Deregulation. It became a political clarion call in the late '70s. You remember: Inflation was rising, and so was unemployment. The United States was perceived to be losing its competitive edge in world markets. American business was said to be tied in knots by government regulations.
The call was to cut regulations and red tape. ''Let the competitive market system work its will,'' they said. If firms were allowed to compete freely, prices would be lower and service would be better. Let the strong survive and prosper with deregulation, let the weak firms fall, and we would all benefit.
Industry after industry demanded the benefits of deregulation as the politics of deregulation took root. And in the past five years, industries were put on the deregulation path. Natural gas. Airlines. Telephones. Intercity bus service. Trucking. Brokerage houses. Freight railroads.
But deregulation has not worked as simply and effectively as promised. It was packaged, streamlined, simplified, exaggerated.
As the dust settles we see some big economic interests riding the deregulation wave in a direction that does not appear to serve the consumers' best interests.

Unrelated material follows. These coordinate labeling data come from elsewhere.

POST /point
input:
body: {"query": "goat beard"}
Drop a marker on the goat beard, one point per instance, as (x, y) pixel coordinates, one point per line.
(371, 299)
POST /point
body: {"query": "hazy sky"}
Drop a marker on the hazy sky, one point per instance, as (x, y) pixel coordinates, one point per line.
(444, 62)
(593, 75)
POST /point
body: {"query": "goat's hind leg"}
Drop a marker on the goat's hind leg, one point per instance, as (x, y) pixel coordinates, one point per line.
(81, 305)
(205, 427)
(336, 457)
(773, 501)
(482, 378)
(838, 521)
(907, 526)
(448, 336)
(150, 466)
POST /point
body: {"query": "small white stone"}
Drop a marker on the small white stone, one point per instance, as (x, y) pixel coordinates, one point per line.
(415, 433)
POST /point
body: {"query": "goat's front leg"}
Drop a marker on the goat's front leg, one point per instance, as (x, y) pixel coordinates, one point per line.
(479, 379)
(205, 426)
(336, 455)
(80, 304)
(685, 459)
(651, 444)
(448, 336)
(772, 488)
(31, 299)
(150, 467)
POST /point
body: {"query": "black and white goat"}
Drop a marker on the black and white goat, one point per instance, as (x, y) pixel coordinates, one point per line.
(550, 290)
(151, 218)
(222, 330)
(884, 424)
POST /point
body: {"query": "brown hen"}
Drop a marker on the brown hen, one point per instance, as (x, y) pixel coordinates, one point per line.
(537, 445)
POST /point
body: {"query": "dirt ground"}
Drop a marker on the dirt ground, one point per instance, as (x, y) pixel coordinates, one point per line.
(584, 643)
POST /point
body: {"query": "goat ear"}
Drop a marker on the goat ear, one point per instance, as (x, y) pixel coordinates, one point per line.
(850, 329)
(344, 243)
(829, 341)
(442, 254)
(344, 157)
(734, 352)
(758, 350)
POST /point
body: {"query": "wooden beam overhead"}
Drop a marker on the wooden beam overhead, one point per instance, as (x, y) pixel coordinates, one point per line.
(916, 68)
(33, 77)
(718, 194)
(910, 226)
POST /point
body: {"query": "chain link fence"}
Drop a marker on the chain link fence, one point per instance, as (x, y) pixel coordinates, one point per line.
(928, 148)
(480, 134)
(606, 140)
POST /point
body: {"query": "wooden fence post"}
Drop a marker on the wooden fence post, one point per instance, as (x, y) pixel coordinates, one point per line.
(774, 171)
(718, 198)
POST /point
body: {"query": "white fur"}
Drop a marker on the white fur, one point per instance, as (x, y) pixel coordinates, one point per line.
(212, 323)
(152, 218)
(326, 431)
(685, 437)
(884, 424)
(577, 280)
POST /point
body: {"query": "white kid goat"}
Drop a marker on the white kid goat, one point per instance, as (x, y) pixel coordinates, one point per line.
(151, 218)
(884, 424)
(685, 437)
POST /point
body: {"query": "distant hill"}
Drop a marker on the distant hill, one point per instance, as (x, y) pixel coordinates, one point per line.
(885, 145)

* The land-grant railroads, under the cloak of deregulation, are considering the abandonment of 155 branch lines, covering almost 3,000 miles of track in 22 states, over the next three years. These lines provide a necessary service for hundreds of small towns and thousands of farmers, elevator operators, merchants, manufacturers, and workers across America. The branch lines being abandoned are almost exclusively in rural areas.
* Deregulation in the telephone industry has justifiably frightened millions of Americans. Long-distance calls will drop an average of 11 percent in price. About 80 percent of all long-distance calls are between 18 large cities. Meanwhile, costs of local and intrastate toll calls will soar as $5 billion borne previously by long-distance callers will be transferred to local and intrastate service by 1990, according to FCC estimates. Rural customers in many states will see their monthly telephone bills triple or quadruple in a few years. This will threaten the concept of ''universal service'' and, unless checked by congressional action, could price telephone service out of the reach of the rural poor and elderly.
* In the first eight months of intercity bus deregulation, a net of 291 communities in 21 states (of 37 states surveyed) lost bus service entirely. Abandonment has been proposed in 240 communities and 227 communities in 15 states have lost half of their previous service.
* Weekly airline departures from large cities rose 5 percent in the first four years of deregulation. In the same period, weekly departures from small towns dropped 12 percent. As smaller planes were placed in service in the small towns, weekly departing seats dropped 22 percent. And 73 small airports lost service entirely.
There have been some benefits from deregulation, but they have gone largely to the population centers, while the costs have gone to rural areas. It's the same old economic cow - it feeds in the rural areas, but is milked in the cities.
This is unwise public policy when the small businesses of rural areas are dependent on basic, accessible transportation, and communication services. We long have known that services to sparsely populated areas cost more than in cities. We have accepted that services in rural areas are necessary, even if it meant spreading the higher costs to all areas.
Deregulation was supposed to make businesses more efficient, not cut off services. Washington got so caught up in the rush to deregulate, it forgot that millions of people live out there in the rest of the country.
The reaction to the abuses of regulation was timely and legitimate, but now we need to begin looking for a little balance.